Back to Inference Glossary
Inference Glossary

SGLang

An open-source LLM serving engine that uses RadixAttention to share KV cache across requests with overlapping prefixes — especially strong for agentic and tool-use workloads.

SGLang is an open-source structured generation language and serving engine for large language models. It is often compared to vLLM but takes a different approach to KV cache management. Where vLLM's PagedAttention focuses on memory efficiency within a request, SGLang's **RadixAttention** focuses on KV cache reuse across requests that share prefixes.

The core observation behind RadixAttention is that many production workloads send requests with substantial overlap — the same system prompt, the same few-shot examples, the same tool definitions. Computing the KV cache for these shared prefixes once and reusing it across requests dramatically reduces redundant work. SGLang organizes cached prefixes in a radix tree and matches incoming requests against it on entry, serving the first N tokens from cache and only computing the suffix.

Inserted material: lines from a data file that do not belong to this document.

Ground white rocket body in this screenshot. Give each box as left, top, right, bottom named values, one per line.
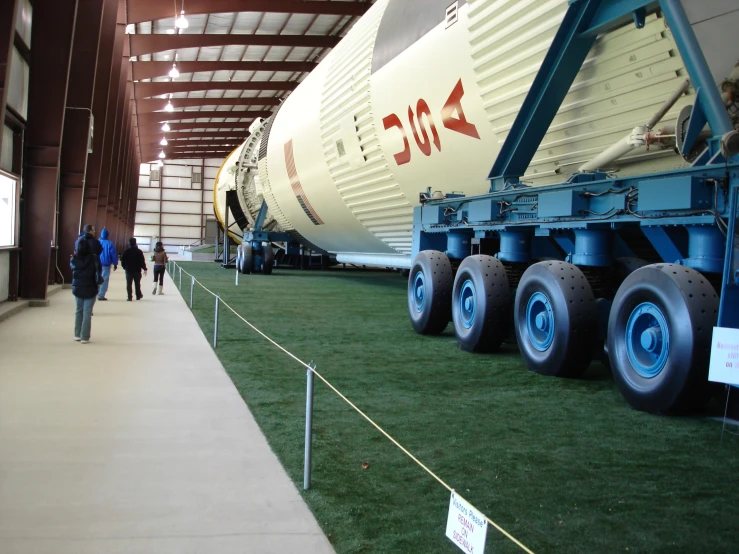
left=213, top=0, right=738, bottom=266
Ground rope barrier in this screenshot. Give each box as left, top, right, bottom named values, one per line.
left=168, top=262, right=535, bottom=554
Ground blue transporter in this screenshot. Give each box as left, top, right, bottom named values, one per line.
left=407, top=0, right=739, bottom=414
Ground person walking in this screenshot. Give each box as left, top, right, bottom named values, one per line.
left=97, top=228, right=118, bottom=301
left=70, top=239, right=100, bottom=343
left=121, top=237, right=147, bottom=301
left=150, top=241, right=169, bottom=295
left=76, top=224, right=103, bottom=257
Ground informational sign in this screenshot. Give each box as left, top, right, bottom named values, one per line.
left=445, top=490, right=488, bottom=554
left=708, top=327, right=739, bottom=387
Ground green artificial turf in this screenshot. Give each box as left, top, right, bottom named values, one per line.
left=172, top=262, right=739, bottom=554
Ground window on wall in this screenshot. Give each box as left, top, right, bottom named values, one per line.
left=0, top=171, right=19, bottom=248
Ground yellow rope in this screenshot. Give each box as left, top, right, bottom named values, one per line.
left=170, top=263, right=535, bottom=554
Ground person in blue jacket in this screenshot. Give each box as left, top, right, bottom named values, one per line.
left=97, top=228, right=118, bottom=301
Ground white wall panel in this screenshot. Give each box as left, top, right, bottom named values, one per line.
left=204, top=167, right=219, bottom=179
left=162, top=213, right=200, bottom=226
left=1, top=126, right=13, bottom=172
left=135, top=158, right=217, bottom=250
left=134, top=223, right=160, bottom=236
left=137, top=188, right=160, bottom=200
left=162, top=227, right=201, bottom=239
left=136, top=212, right=160, bottom=225
left=163, top=164, right=192, bottom=177
left=162, top=200, right=200, bottom=214
left=137, top=199, right=159, bottom=213
left=8, top=48, right=29, bottom=119
left=161, top=175, right=192, bottom=188
left=161, top=188, right=201, bottom=202
left=15, top=0, right=32, bottom=47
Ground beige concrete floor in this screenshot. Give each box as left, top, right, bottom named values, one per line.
left=0, top=268, right=335, bottom=554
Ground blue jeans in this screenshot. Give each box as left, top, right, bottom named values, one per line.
left=98, top=265, right=112, bottom=299
left=74, top=296, right=96, bottom=341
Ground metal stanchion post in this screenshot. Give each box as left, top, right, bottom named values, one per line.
left=213, top=295, right=219, bottom=348
left=179, top=266, right=182, bottom=290
left=190, top=276, right=194, bottom=308
left=304, top=361, right=315, bottom=490
left=235, top=266, right=239, bottom=286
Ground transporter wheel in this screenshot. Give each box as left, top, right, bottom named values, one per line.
left=607, top=264, right=719, bottom=413
left=514, top=261, right=597, bottom=377
left=262, top=244, right=274, bottom=275
left=408, top=250, right=453, bottom=335
left=452, top=255, right=511, bottom=352
left=611, top=257, right=649, bottom=295
left=242, top=243, right=253, bottom=274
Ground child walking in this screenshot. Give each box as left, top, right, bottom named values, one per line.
left=151, top=241, right=169, bottom=295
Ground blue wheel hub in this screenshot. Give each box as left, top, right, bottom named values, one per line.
left=412, top=271, right=426, bottom=313
left=459, top=279, right=476, bottom=329
left=526, top=292, right=554, bottom=351
left=626, top=302, right=670, bottom=378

SGLang is particularly strong on three workload shapes: agentic workflows with shared tool prompts, batch evaluation where many test cases share a system prompt, and RAG pipelines where retrieved context dominates the prefix. On these workloads SGLang can outperform vLLM by a wide margin; on workloads without prefix overlap, the two are roughly comparable.

Inference platforms typically evaluate vLLM, SGLang, and their own custom runtimes per model and per workload, dispatching the right engine for each. Cumulus uses SGLang and vLLM where they win and Ion where Ion wins.